Illustration of an implantable cardioverter-defibrillator.

His wife, Emma Jane, is a cardiac nurse consultant on the island of Lewis. The couple got together years after meeting at a social event some time after he was the John Radcliffe Hospital.

He remembered her working as a nurse on his cardiac team when he was first admitted to hospital. Friendship soon blossomed into romance, then marriage, and the couple now have a son and daughter.

“It’s part of life’s rich tapestry,” he says. Today he is passing on the message of survival to others in his current job. He works in the Service Development and Improvement of Scotland’s digital health services.

It includes a Scottish Government project aimed at prompting others to look after their cardiovascular health by online monitoring of blood pressure and other vital signs.
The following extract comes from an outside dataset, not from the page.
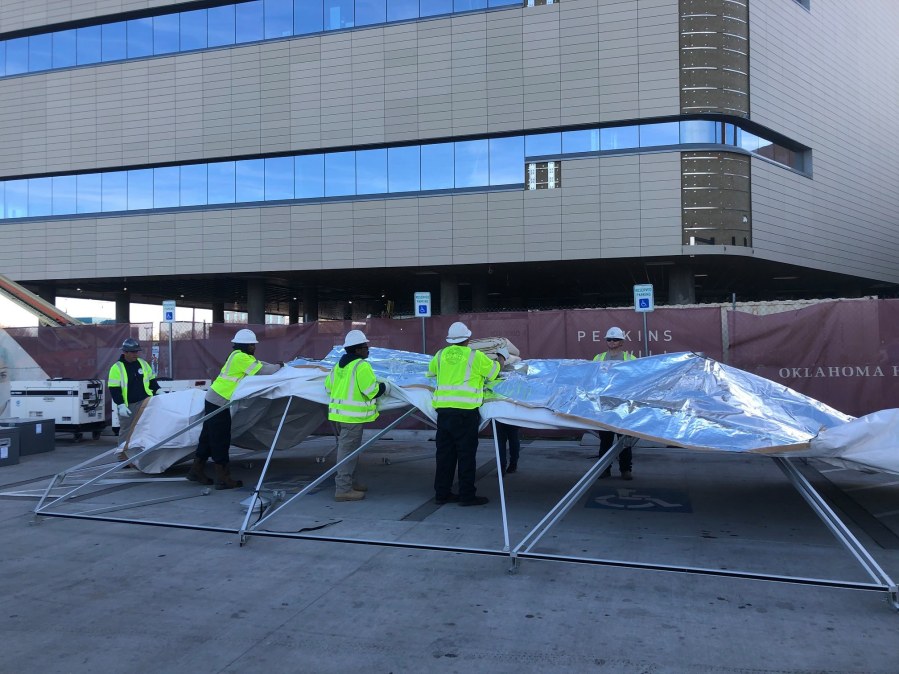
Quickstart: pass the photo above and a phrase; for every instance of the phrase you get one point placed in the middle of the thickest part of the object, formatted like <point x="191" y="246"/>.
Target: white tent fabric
<point x="682" y="399"/>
He says he never thought he would reach 50 but he’s now healthy enough to complete a marathon walk on the bucket list of most Scots. He spent months training and then completed the 96-mile walk of the West Highland Way in seven days, so far raising more than £4,500 for the British Heart Foundation and Cancer Research UK.

Much of that was made possible by being the first Scot to receive a breakthrough heart failure drug called Entresto.

It keeps the heart pumping blood well enough for patients to live an active and sporty life. He qualified as a yacht skipper last year and is chairman of Stornoway Angling Association. That led to him becoming a wildlife fisheries bailiff, helping to protect wild salmon.

Regular electronic checks are kept on his defibrillator to keep it working and ready to shock him back at a moment’s notice.

Emma Jane says it has been a long journey for the couple.

“There have been times when I never thought Iain would live. But he achieved huge milestones on a West Highland Way walk with moderate to severe heart failure … only because it is well controlled.”

The British Heart Foundation first funded a heart failure nurse on the Western Isles in 2007. It is now NHS funded.